Taking another deliberate step forward—but this time away from Nate—I cleared my throat, trying hard to stop glancing at that damn protein gel.
“What exactly does that have to do with anything?” I didn’t bother with denying that I knew about the serum. I doubted Stone would have bought it.
It wasn’t Stone who replied, but Amy. I hadn’t even realized that she was there with us, but now she stepped forward, assuming a place beside Lowe, looking about as happy as I felt.
“I’m sorry, but we cannot let a menace like that run free in our towns.” Towns, plural, making me guess that there was more behind this than just her personal fear. Stone stepped in, confirming my guess.

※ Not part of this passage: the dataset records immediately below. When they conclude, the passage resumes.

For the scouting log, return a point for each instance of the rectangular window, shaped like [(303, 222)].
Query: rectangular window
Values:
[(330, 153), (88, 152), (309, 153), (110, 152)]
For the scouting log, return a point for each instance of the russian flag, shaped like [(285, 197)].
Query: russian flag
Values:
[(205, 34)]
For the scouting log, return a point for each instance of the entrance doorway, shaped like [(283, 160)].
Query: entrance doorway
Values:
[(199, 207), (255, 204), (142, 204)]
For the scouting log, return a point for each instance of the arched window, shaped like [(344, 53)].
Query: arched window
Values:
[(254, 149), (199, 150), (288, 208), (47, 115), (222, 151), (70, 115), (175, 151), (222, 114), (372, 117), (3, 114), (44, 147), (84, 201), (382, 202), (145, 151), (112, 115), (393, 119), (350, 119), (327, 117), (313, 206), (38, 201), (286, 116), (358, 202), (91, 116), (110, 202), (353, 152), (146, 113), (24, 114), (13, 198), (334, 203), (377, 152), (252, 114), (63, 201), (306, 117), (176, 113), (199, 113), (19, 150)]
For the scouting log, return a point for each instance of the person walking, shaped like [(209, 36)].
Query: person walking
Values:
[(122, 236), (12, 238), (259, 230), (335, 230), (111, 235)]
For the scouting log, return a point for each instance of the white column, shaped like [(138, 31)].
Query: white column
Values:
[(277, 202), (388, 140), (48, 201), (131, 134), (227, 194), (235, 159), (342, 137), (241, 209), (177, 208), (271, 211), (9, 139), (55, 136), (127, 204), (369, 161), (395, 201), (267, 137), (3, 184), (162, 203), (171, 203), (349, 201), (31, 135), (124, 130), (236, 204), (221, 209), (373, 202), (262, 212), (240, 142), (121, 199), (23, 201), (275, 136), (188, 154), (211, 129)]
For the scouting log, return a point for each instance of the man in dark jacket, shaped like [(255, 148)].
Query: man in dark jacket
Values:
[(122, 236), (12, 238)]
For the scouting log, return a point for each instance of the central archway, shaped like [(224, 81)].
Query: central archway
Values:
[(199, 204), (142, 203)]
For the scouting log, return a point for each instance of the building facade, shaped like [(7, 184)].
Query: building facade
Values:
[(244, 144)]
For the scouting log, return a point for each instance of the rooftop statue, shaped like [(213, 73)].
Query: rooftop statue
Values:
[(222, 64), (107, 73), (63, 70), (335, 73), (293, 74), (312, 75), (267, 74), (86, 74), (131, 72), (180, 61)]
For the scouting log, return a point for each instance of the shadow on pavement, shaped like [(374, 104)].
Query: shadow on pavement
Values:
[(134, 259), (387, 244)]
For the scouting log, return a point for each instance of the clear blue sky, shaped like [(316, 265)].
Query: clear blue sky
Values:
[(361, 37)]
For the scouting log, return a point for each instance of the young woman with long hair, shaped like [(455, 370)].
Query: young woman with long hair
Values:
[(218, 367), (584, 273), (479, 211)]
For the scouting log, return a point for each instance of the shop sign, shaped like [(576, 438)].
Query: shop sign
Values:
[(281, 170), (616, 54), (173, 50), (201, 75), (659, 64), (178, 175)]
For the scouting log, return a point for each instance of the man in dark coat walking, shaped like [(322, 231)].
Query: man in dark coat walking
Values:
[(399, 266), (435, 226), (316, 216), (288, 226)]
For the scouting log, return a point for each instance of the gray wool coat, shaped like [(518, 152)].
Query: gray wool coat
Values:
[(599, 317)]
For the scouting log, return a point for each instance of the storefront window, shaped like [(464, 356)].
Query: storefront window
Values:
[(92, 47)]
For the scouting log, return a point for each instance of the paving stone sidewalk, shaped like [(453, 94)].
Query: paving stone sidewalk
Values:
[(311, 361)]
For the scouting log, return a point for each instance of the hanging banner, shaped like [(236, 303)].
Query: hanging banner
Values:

“The government has decreed that everyone needs to be tested, particularly those that show behavior that might lend itself to someone who
think he’s invincible.” His eyes focused on Nate, but when he remained silent, Stone went on. “In fact, everyone needs to be tested. I haven’t been lying to you, just omitted how widespread our testing is. All the settlements that want to belong to the strengthening network that will give rise to a new rendition of our great nation are required to do this, and so far, all of them have been happy to agree. We lend support as much as we can, and we are what remains of humankind—why would anyone not join?” It was a rhetorical question clearly, but he went on before anyone could object—which was rather likely from Pia’s sneer. “It goes without saying that when you spend months rebuilding a town from nothing, care for your neighbors and friends, you don’t just jeopardize that.”
“Meaning what?” I asked cautiously. Amy gave me a sympathetic look, while Stone continued to explain.
“Those of us who are normal need to be sure that we are not endangering ourselves by mere association with those that are not.”
Nate scoffed. “So what are you going to do with us? Kill us?”
Stone actually looked taken aback. “Of course not. We fully recognize the sacrifices you have volunteered to make for the greater good.” He stressed that enough that it was clear that he wanted it known that Nate and all the others hadn’t been subjected to whatever had happened against their will. “And we thank you for your service. We just can’t let you run around with everyone else none the wiser.”
Nate’s smirk didn’t hold much humor. “And to accomplish that you’ll do what? Brand us like animals for everyone to see?” The resulting silence made the shifting of the guards as they gripped their weapons more firmly even more obvious. Barking out a harsh laugh, Nate shook his head. “You got to be fucking shitting me.”